10.1 The Contract and these Conditions constitute the entire agreement between the parties, supersede any previous agreement or understanding and subject to the provisions of Condition 2.5, may not be varied except in writing between the parties.
10.2 Any notice required or permitted to be given by either party to the other under these Conditions shall be in writing addressed to the other party at its registered office or principal place of business or such other address as may at the relevant time have been notified pursuant to this provision to the party giving the notice and in either event the notice shall be given by recorded delivery.
10.3 Neither the Company nor the Customer intends that any term of the Contract shall be enforceable by virtue of the Contracts (Rights of Third Parties) Act 1999 by any person that is not a party to it.
10.4 The Customer shall not disclose to any third party any information disclosed to it by the Company which is confidential (or which could reasonably be supposed to be confidential) and shall not use any such information for any purpose other than to perform its obligations under the Contract.

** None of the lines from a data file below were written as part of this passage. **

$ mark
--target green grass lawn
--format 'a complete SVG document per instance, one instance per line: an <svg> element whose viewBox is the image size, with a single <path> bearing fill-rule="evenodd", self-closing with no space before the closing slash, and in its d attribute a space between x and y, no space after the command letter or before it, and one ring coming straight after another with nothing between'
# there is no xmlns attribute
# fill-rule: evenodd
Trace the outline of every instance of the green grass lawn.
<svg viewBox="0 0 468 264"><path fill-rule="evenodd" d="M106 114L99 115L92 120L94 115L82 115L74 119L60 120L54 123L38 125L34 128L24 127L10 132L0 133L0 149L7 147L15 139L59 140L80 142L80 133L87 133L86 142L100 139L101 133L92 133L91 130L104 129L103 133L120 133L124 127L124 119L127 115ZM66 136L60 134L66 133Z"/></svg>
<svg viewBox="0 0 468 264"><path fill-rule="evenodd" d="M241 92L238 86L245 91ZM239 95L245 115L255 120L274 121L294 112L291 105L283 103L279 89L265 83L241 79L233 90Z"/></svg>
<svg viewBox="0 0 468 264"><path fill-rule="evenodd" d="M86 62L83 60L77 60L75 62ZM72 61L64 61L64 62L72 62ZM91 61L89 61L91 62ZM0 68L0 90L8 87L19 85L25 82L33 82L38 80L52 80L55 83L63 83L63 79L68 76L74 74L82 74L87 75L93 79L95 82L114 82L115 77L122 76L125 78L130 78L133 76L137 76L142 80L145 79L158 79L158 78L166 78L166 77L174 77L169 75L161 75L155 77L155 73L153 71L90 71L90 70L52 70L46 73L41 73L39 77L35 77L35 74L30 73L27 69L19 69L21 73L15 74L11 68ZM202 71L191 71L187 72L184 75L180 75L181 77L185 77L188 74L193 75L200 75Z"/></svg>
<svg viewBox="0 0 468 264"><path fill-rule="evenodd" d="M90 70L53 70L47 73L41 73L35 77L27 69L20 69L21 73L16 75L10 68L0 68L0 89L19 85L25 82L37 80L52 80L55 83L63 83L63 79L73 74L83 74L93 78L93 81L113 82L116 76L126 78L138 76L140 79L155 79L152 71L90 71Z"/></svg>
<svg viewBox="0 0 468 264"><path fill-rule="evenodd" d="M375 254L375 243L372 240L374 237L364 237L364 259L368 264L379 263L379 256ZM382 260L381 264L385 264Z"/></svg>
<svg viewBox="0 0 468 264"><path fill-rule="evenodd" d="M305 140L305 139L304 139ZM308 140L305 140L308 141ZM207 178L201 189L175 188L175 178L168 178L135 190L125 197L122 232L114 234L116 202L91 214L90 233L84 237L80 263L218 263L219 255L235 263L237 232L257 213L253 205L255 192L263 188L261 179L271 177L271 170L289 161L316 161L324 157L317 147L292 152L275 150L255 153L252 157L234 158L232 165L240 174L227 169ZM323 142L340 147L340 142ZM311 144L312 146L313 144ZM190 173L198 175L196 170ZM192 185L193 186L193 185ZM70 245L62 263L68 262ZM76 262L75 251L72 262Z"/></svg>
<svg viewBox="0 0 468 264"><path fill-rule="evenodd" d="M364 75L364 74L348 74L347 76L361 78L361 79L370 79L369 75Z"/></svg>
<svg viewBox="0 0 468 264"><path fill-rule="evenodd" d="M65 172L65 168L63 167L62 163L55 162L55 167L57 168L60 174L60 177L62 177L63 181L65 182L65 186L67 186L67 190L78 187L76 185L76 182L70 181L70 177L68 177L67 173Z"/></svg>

The Company shall, however, be free to disclose the Company’s role and involvement in the hire of the Goods to the Customer for the purposes of advertising or otherwise promoting the Company’s work.
10.5 No failure or delay by either party in exercising any of its rights under the Contract shall be deemed to be a waiver of that right, and no waiver by either party of any breach of the Contract by the other shall be considered as a waiver of any subsequent breach of the same or any other provision.
10.6 If any provision of the Conditions is held by any competent authority to be invalid or unenforceable in whole or in part, the validity of the other provisions of the Conditions and the remainder of the provision in question shall not be affected.
10.7 If, and to the extent that, any failure to perform, or delay in performance, on the part of the Company, shall be the result of any Act of God, riot, strike, lockout, insurrection, civil disorder, natural catastrophe, or the exercise of authority of any governmental agency, or any political subdivision of any of same, or any other event beyond the reasonable control of the Company, its agents or employees, the Company shall be excused from further performance until the cause of the interruption has abated, and shall not be liable for any loss, cost or expense resulting from such failure to perform or delay in performance of its obligations hereunder.
10.8 Each party to any dispute arising under or in connection with the Contract shall be responsible for the payment of its own legal fees, subject always to the decision of any arbitrator or court regarding the allocation or apportionment of costs.
10.9 Any dispute arising under or in connection with the Contract shall be referred to arbitration by a single arbitrator appointed by agreement or (in default) nominated on the application of either party by the President for the time being of The Law Society.
10.10 English law shall apply to the Contract, and the parties agree to submit to the exclusive jurisdiction of the English courts.